Quick guide to Brexit

What’s Brexit?

The UK voted to leave the European Union in a referendum (a general vote by the electorate on a single political question which has been referred to them for a direct decision) in June 2016 where a narrow majority (52%) of the voting population voted to leave the European Union organisation.

The process to enable this disentanglement of UK processes and EU processes is known as BREXIT. 

The process should have led to the UK leaving the union on the 29th March 2019, however as the process needed agreement in the UK Parliament and this proved to be very contentious, the dates got revised to finally the 31st January 2020. Subsequently, there is a 12 month period to agree on final terms of the trading agreement which would determine how we do business with the rest of the EU under our new independent status. This period is due to end on the 31st of December so the new trading agreement is due to start on the 1st of the new year 2021.

What else is there to know?

You might hear several mentions of a Canada set of rules or Norway trading agreement, these are both non-EU countries that successfully trade with the EU, and therefore some of the models of trade they use have been examined to develop our own.

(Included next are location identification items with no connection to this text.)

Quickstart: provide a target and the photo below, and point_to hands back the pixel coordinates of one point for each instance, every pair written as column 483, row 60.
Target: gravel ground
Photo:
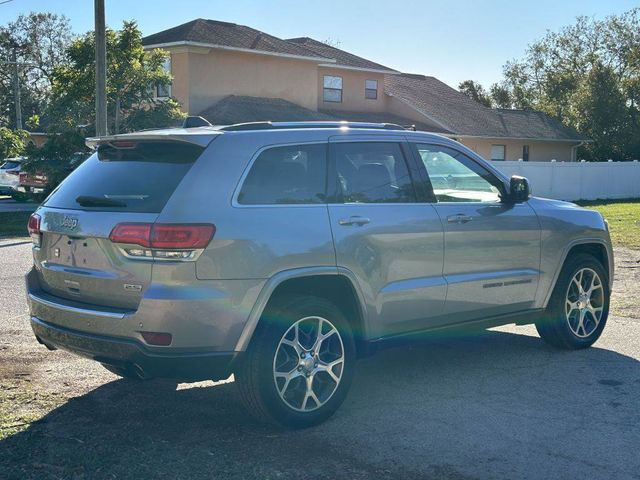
column 489, row 404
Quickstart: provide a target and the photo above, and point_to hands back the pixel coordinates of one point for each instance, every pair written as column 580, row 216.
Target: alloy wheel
column 584, row 302
column 308, row 363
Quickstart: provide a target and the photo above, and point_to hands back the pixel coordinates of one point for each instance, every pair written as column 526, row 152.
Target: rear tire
column 299, row 366
column 579, row 306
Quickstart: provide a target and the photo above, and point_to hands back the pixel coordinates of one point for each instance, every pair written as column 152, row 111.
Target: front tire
column 579, row 306
column 299, row 366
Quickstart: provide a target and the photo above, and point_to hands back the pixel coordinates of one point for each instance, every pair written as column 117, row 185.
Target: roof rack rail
column 323, row 124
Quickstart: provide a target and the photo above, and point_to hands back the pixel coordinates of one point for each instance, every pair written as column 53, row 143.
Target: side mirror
column 519, row 190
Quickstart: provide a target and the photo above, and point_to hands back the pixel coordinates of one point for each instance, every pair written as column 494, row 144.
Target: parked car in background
column 10, row 175
column 283, row 252
column 32, row 182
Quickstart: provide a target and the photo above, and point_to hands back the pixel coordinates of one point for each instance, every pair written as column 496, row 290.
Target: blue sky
column 450, row 40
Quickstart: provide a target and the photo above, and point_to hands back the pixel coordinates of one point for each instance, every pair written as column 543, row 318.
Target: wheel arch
column 596, row 247
column 335, row 285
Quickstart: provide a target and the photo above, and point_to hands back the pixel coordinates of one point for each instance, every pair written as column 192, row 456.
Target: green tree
column 500, row 96
column 39, row 41
column 131, row 74
column 475, row 91
column 131, row 105
column 587, row 75
column 12, row 142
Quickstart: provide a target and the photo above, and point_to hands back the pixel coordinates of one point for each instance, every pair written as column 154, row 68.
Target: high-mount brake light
column 123, row 144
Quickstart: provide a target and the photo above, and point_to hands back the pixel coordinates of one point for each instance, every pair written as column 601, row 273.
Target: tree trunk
column 117, row 115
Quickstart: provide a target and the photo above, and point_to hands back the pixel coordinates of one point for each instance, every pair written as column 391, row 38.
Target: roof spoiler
column 194, row 121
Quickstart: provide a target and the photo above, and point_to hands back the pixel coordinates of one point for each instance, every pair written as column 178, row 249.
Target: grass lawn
column 623, row 218
column 14, row 224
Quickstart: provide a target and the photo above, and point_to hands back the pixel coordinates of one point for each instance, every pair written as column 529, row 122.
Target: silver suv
column 282, row 252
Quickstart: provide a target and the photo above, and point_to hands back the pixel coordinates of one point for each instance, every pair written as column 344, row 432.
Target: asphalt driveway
column 486, row 404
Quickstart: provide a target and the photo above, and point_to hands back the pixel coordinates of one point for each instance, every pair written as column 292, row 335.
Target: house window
column 164, row 91
column 497, row 152
column 332, row 91
column 371, row 89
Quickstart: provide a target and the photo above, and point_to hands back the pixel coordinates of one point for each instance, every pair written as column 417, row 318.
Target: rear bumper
column 168, row 363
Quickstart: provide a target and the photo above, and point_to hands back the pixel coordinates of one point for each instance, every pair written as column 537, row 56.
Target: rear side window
column 287, row 175
column 372, row 173
column 132, row 177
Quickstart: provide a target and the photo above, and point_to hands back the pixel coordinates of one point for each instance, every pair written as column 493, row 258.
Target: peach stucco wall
column 538, row 151
column 204, row 76
column 353, row 98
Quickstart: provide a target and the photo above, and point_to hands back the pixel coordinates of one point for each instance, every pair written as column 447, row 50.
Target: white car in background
column 10, row 175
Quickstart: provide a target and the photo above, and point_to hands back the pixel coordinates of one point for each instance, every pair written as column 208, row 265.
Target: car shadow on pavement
column 486, row 404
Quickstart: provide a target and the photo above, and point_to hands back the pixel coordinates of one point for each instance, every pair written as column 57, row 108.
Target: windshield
column 136, row 177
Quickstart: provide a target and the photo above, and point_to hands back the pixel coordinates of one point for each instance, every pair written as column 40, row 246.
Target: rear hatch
column 123, row 182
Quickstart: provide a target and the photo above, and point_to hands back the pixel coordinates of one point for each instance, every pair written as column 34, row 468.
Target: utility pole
column 101, row 69
column 16, row 87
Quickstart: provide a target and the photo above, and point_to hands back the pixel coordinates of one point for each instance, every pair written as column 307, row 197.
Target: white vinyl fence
column 578, row 180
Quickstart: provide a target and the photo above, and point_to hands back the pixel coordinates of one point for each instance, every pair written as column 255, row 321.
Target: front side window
column 286, row 175
column 498, row 152
column 456, row 178
column 372, row 173
column 371, row 89
column 332, row 89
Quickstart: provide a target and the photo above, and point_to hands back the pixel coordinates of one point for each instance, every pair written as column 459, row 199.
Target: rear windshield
column 8, row 165
column 137, row 177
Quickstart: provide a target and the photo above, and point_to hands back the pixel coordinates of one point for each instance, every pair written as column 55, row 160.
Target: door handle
column 354, row 221
column 459, row 218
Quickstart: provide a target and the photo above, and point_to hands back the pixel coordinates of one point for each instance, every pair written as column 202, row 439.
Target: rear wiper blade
column 89, row 201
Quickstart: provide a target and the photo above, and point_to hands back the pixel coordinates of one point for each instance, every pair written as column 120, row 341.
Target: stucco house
column 231, row 73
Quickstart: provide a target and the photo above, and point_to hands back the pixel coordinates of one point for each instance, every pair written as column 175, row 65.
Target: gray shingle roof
column 240, row 109
column 461, row 115
column 342, row 58
column 227, row 35
column 383, row 117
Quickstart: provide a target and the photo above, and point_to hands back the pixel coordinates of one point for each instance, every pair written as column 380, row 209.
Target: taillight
column 33, row 226
column 181, row 236
column 166, row 241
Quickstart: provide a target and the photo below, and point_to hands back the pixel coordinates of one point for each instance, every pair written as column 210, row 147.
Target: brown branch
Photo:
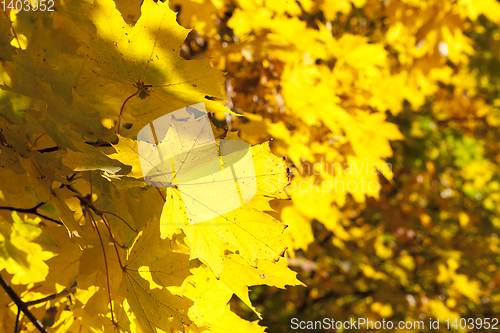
column 33, row 211
column 21, row 305
column 51, row 297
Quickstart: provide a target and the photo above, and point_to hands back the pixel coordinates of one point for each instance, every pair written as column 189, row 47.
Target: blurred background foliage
column 400, row 94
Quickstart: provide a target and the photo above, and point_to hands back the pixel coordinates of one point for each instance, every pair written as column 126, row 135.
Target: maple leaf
column 209, row 239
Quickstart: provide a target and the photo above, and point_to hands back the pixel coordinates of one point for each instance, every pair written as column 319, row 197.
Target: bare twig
column 33, row 211
column 21, row 305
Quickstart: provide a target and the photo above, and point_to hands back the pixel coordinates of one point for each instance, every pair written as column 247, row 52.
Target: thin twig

You might also hear of a No Deal Brexit, which would be the case where we fail to agree on a set of trading rules by the end of the year and then have to default to the World Trade Rules, which are a general set of rules used by the rest of the world for any trade between countries which don’t have a trading agreement in place. Whist trading agreements are the most important element of the agreements and vital to the economic prosperity of both sides, the agreement also has an element which governs how we manage other aspects of European cooperation like, immigration, legal systems, defense pact’s, farming and health standards.